Experimental Results

The efficacy of the proposed models is evaluated on the well-established ATIS dataset and a proprietary multi-domain dataset encompassing food, home, and movie domains. The empirical results are notable. The model utilizing a decoder achieved state-of-the-art performance on the ATIS dataset, yielding a 0.5% improvement in intent accuracy and a 0.9% improvement in slot filling F1 scores. Such results underscore the relative improvements over baseline models, fundamentally reducing errors in test datasets by substantial margins.

On the multi-domain dataset, comparisons with the current best model, the attention-based BiRNN, further affirmed the superiority of the Bi-model approach. The proposed model consistently demonstrated enhancements in both F1 scores and intent detection accuracy across different domains, emphasizing its adaptability and robustness in varying contexts.
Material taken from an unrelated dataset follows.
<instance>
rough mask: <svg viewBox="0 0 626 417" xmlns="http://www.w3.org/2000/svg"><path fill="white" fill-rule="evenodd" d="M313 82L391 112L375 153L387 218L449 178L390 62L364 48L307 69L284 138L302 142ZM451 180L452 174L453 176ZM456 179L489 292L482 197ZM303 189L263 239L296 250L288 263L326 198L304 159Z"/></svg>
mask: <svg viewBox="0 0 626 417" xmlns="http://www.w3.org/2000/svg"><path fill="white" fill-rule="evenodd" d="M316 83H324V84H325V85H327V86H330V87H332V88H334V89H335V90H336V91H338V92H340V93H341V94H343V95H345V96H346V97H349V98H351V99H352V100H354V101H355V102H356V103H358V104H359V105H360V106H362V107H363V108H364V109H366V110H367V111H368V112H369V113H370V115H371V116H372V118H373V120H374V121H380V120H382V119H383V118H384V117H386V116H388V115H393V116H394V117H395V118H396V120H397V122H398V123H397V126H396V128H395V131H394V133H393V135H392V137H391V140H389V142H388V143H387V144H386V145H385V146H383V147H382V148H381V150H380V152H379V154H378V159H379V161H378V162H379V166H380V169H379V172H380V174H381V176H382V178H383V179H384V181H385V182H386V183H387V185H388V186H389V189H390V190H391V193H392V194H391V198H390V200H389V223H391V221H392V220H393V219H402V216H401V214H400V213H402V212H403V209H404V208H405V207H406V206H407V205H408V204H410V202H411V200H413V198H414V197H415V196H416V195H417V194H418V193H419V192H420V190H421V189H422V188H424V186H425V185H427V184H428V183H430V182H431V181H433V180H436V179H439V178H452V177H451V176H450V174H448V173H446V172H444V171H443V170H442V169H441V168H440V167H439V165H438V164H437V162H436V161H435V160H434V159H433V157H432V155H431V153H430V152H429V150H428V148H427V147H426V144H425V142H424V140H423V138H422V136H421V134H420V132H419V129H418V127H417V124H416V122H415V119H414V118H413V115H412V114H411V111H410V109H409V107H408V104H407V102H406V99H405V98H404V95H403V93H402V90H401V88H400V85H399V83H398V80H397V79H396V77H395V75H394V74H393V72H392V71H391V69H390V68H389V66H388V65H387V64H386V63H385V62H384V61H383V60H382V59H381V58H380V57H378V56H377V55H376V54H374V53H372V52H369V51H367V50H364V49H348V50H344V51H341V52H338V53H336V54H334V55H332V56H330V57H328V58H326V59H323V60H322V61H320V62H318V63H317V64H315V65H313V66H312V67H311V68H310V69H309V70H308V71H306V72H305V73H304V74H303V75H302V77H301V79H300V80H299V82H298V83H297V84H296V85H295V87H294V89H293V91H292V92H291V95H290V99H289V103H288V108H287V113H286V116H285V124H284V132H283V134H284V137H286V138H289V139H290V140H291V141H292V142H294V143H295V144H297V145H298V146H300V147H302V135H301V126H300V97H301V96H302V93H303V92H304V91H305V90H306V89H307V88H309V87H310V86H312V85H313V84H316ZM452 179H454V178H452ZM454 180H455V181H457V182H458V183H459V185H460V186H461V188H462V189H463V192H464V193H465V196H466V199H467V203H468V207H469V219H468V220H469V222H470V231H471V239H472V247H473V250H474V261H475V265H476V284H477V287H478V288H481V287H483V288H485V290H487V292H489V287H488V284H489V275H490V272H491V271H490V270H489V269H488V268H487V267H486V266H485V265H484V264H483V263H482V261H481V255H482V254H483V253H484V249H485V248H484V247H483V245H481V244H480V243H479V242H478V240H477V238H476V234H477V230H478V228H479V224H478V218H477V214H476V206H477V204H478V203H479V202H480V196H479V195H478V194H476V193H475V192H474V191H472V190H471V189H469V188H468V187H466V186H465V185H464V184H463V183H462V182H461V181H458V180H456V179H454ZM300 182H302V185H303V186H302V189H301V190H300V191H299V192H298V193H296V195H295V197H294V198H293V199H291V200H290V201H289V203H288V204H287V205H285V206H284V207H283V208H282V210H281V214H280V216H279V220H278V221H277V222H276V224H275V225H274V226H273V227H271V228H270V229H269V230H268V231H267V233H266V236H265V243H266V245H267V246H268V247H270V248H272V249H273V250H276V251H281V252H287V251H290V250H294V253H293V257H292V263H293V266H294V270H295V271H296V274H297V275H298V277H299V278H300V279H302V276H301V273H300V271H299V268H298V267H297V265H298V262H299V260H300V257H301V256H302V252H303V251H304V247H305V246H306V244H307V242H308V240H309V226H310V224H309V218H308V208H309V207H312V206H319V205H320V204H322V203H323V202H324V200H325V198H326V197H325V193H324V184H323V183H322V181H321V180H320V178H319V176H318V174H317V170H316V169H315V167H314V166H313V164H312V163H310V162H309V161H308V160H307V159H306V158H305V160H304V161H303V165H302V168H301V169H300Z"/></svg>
Implications and Future Directions

This research significantly impacts the practical deployment of SLU systems in real-world scenarios. By effectively capturing the interplay between intent and semantic tagging, these models can improve the accuracy of natural language understanding applications, such as virtual assistants, customer service bots, and interactive voice response systems.

Looking ahead, several avenues merit exploration. Extending this approach to larger, multilingual datasets could validate and extend the generalizability of the model. Additionally, integrating and leveraging other deep learning paradigms, such as transformer architectures, might further capitalize on the cross-task synergy demonstrated herein. Exploring the model's efficiency in terms of computational resource requirements also presents an opportunity for optimization, potentially broadening the accessibility of sophisticated SLU models.

In conclusion, the Bi-model based RNN framework presents a compelling advancement in semantic frame parsing, demonstrating clear improvements over existing methodologies and offering a blueprint for future investigations into joint task modeling within SLU systems.